Drago avait été furieux sur le moment, mais Harry lui avait montré le comique de la situation. Les élèves, quelques Gryffondor et deux Serdaigle avaient lancé des ingrédients au hasard dans les chaudrons pendant qu'il avait eu le dos tourné.
Probablement qu'ils avaient espéré le blesser et l'envoyer à l'infirmerie quelques temps, sa présence ne faisant toujours pas l'unanimité.

Les chaudrons avaient bel et bien explosé. Cependant, Drago avait connu la guerre, et il avait dû subir la présence de Voldemort dans sa propre maison. Sa mère inquiète pour sa sécurité l'avait entraîné encore et encore pour qu'il puisse survivre à un duel. Pas les duels policés et sévèrement encadrés appris à Poudlard. Plutôt les joutes sauvages qui pouvaient entraîner la mort à la moindre faute d'inattention, les duels de champs de bataille.
Il était moins nerveux qu'à son adolescence, mais il avait gardé tous ses réflexes intacts.
Aussi au son du sifflement du chaudron prêt à exploser, il avait plongé derrière son bureau en lançant un sort de bouclier sur la majeure partie de la classe. La mixture avait recouvert les coupables trop proches du chaudron bouillonnant pour être inclus dans les protections, les couvrant de boutons particulièrement disgracieux.

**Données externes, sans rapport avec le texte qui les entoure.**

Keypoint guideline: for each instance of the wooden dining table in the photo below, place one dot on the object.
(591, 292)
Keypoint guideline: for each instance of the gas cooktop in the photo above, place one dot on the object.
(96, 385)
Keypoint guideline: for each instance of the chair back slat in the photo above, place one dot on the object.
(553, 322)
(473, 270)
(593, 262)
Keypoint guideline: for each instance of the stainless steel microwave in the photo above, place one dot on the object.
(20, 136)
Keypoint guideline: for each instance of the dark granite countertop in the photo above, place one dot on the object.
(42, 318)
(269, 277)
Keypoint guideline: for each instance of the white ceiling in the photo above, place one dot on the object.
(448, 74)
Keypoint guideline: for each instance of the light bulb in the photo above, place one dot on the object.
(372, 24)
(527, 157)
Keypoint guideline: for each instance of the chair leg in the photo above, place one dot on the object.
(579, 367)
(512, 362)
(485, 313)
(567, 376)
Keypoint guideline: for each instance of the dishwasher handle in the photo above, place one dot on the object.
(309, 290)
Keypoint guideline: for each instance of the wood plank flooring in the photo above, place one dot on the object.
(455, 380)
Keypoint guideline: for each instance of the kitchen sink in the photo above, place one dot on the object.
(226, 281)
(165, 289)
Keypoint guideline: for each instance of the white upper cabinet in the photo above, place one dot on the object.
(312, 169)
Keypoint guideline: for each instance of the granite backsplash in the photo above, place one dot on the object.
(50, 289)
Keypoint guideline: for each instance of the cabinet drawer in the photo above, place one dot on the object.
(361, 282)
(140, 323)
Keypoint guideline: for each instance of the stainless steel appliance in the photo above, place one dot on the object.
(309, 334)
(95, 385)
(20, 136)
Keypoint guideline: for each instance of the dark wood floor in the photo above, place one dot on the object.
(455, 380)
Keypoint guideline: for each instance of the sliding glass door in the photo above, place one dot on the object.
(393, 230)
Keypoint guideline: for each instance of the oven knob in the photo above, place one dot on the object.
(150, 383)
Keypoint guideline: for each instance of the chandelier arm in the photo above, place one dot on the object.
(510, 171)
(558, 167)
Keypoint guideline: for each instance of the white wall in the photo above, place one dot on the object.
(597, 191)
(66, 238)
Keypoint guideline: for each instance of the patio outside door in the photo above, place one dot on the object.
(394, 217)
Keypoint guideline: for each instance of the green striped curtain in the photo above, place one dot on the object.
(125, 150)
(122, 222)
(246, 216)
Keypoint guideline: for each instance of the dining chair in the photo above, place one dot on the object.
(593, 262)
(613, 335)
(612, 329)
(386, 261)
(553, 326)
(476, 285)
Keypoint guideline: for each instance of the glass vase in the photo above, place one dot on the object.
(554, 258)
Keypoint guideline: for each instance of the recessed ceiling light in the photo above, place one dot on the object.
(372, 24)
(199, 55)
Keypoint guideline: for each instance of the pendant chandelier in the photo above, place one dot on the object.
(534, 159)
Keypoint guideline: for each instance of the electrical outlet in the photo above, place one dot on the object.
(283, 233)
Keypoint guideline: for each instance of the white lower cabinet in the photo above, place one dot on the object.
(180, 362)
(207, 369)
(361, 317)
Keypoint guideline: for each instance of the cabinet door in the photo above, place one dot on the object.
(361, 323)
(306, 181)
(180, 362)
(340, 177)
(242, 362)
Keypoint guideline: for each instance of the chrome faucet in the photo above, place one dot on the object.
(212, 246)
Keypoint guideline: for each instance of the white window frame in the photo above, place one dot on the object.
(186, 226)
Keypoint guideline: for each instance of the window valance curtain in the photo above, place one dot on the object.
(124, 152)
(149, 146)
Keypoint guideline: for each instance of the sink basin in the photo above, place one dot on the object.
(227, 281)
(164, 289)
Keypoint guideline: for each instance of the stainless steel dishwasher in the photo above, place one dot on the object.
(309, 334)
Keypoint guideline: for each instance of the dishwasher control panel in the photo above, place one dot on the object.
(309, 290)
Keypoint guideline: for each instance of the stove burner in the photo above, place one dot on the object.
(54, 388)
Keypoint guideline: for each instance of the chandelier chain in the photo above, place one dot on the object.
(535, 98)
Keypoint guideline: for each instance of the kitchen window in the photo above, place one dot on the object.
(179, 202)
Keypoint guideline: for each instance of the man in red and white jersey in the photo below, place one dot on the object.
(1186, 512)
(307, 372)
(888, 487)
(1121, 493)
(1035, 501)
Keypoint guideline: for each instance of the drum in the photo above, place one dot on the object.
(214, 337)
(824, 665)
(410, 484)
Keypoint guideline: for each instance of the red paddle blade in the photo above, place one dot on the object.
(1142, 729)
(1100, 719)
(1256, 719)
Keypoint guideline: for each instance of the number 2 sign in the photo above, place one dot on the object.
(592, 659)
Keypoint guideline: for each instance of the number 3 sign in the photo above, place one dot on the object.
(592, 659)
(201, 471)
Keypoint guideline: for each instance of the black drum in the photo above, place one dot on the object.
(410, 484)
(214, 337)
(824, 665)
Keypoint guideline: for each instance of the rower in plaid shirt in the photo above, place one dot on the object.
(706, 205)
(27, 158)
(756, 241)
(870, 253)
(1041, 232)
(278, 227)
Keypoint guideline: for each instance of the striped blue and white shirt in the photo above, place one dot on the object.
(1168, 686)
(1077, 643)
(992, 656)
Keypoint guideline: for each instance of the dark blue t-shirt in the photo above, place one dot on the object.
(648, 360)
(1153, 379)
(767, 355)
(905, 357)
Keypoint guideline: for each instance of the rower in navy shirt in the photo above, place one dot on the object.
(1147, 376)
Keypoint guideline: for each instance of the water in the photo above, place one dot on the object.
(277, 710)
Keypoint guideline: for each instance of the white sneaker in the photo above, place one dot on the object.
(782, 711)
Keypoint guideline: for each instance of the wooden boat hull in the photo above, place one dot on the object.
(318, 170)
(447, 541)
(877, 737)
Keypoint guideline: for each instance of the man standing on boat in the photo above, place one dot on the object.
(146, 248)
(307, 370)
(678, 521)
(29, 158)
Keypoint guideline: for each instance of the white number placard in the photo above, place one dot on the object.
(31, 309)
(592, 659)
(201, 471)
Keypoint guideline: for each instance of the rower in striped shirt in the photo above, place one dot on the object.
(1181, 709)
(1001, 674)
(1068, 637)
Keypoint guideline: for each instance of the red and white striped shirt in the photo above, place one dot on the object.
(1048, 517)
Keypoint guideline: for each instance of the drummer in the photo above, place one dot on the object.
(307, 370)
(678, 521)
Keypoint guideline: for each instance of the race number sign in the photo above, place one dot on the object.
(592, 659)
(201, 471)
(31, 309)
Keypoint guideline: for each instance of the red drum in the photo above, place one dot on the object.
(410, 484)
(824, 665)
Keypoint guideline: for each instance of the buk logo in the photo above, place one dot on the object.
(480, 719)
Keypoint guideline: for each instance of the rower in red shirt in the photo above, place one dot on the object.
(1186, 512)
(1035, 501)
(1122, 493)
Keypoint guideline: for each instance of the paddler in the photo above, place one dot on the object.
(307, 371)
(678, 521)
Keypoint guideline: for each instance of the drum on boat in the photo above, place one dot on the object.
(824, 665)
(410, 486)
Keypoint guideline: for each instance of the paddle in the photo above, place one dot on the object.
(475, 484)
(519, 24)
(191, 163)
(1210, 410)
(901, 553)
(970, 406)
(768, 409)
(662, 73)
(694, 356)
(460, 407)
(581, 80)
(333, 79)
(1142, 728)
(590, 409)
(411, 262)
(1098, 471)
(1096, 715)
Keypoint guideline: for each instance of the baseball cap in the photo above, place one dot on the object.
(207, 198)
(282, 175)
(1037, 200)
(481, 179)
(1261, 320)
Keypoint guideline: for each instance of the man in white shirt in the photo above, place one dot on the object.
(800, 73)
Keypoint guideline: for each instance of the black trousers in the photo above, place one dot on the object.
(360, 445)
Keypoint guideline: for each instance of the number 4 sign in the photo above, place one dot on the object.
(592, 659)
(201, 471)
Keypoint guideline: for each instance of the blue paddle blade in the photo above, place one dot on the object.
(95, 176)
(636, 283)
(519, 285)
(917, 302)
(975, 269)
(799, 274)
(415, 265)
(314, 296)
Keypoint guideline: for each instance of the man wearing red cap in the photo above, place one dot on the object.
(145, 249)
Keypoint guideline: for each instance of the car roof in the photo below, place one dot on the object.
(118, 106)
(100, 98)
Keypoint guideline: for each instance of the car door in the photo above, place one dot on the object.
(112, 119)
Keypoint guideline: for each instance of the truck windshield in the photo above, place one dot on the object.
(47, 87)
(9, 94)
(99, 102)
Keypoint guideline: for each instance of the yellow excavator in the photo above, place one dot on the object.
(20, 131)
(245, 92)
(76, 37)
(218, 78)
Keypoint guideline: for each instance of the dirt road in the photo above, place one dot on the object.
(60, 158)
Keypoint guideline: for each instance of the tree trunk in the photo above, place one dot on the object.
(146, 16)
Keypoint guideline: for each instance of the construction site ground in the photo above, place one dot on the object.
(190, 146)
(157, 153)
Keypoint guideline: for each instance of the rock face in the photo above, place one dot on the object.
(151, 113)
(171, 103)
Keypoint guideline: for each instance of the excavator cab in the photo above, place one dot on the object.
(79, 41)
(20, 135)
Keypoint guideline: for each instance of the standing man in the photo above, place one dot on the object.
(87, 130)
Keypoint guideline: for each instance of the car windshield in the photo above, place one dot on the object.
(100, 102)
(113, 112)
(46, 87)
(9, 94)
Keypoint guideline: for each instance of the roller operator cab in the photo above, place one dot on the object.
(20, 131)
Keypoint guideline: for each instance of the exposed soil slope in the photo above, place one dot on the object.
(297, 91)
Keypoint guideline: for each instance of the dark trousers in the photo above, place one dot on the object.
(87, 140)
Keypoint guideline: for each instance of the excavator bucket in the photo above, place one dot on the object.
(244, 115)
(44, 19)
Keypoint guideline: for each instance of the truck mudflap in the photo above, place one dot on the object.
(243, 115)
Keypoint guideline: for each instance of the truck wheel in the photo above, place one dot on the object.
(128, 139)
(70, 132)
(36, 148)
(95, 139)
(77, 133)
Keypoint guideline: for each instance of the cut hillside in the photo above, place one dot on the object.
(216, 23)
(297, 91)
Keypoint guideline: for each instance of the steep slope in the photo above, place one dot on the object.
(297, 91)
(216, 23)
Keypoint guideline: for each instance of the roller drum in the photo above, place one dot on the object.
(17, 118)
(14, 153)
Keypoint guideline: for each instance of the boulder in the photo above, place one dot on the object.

Drago n'avait pas mis longtemps à comprendre que ce n'était pas accidentel, aussi, il les avait collé sans pitié, indiquant à Pomfresh de ne pas soigner leur éruption cutanée d'ici la fin de la semaine... Quelques jours d'humiliation ne leur ferait pas de mal, après tout.

*

Puisque ses années en tant qu'élève n'étaient pas si loin dans sa mémoire, Harry pensait connaître toutes les ruses estudiantines pour échapper à la surveillance des professeurs et des préfets. Aussi, il déambulait lentement dans les couloirs, aux aguets, ouvrant les portes des classes pour vérifier qu'aucun petit malin ne s'était dissimulé.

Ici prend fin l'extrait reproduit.